DALAM tradisi Yunani klasik, tragedi merupakan perayaan teatrikal warga Athena yang menampilkan cerita-cerita para dewa dan penguasa dengan akhir yang tragis.
Aristoteles menyebut tragedi penting bagi masyarakat Athena sebagai katarsis - membangkitkan sensasi ngeri dan sedih, dan pada akhirnya, memberi pelajaran kehidupan bagi pemirsanya.
Para aktor lakon tragedi didominasi laki-laki dan, dalam bahasa Yunani, disebut sebagai hypocrites.

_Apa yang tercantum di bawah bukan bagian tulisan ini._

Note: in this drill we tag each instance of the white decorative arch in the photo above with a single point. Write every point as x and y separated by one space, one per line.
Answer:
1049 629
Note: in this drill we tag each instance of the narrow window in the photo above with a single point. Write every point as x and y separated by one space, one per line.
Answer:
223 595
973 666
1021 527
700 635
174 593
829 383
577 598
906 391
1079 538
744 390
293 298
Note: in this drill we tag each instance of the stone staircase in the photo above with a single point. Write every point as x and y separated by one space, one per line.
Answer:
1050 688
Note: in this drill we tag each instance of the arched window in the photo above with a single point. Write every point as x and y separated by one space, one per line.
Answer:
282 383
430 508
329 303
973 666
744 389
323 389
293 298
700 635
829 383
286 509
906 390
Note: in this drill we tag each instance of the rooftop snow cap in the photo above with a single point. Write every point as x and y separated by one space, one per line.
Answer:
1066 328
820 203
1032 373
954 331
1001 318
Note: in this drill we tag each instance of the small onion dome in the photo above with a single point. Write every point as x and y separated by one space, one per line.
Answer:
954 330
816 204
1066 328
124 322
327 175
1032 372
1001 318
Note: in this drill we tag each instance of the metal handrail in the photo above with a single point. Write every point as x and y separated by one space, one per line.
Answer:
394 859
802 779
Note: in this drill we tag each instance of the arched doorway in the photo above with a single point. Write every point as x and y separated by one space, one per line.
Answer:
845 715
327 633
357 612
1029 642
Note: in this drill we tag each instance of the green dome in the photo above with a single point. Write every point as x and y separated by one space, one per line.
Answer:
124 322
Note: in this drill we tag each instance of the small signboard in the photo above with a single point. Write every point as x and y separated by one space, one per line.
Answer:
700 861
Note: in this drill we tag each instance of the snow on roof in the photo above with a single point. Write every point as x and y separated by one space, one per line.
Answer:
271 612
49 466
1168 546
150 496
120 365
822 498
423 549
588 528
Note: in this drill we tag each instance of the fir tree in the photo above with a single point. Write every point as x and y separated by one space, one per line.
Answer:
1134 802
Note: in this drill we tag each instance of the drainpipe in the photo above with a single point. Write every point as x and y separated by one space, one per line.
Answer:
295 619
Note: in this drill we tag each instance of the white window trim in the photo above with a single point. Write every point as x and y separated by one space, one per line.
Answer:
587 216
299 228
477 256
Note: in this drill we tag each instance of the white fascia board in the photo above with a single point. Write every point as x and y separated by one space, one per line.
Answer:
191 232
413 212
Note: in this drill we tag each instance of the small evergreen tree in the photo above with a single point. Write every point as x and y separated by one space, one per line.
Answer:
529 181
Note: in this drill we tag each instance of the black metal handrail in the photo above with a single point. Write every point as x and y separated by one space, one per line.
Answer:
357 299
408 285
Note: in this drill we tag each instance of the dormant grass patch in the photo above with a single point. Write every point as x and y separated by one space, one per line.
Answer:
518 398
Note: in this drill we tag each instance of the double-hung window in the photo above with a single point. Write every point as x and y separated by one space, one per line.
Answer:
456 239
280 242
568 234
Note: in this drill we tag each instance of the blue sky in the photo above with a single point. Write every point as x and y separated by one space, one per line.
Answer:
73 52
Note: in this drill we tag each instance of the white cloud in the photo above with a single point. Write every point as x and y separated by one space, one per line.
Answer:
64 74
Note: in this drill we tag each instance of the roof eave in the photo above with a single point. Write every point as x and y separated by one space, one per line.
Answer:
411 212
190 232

Rasa-rasanya, kesemua unsur dalam lakon tragedi Yunani kuno hadir di hadapan publik Indonesia secara banal belakangan ini. Tragedi itu bernama keamanan siber dan data pribadi kita yang hancur lebur dikoyak peretas-peretas (hacker) anonim.
Baca juga: Penyelesaian Sengketa dalam UU Perlindungan Data Pribadi
Pada minggu ini peretasan terhadap sejumlah jurnalis menjadi tema utama.
Bocornya data penduduk Indonesia sebenarnya bukan hal baru, mengingat tahun lalu Nomor Induk Kependudukan (NIK) Presiden Joko Widodo bocor di sejumlah forum internet.
Bagi masyarakat umum, peristiwa-peristiwa itu berkesinambungan dengan kontroversi terkait aturan Penyelenggara Sistem Elektronik (PSE) dan rencana penggunaan Domain Names System (DNS) nasional yang dianggap berpotensi membatasi kemerdekaan berekspresi dan demokrasi.
Kasus hacker yang menyebut dirinya Bjorka menjadi titik didih kemarahan publik terhadap pemangku kepentingan di bidang komunikasi, informasi, dan keamanan siber. Hingga pada akhirnya Presiden Joko Widodo menyentil jajaran Kemenkominfo dan BSSN. Setelah itu pemerintah baru memutuskan untuk membentuk tim khusus buat memburu Bjorka.
Setelah itu, Rancangan Undang-Undang (RUU) Perlindungan Data Pribadi mendapat booster politik dan proses legislasinya selesai di DPR.
Namun, kasus peretasan terhadap jurnalis Narasi kembali membuat publik bertanya-tanya tentang keamanan siber di negeri ini. Bagaimana negara ini memperlakukan keamanan siber dan data pribadi? Pertanyaan yang lebih dalam, keamanan siber untuk siapa?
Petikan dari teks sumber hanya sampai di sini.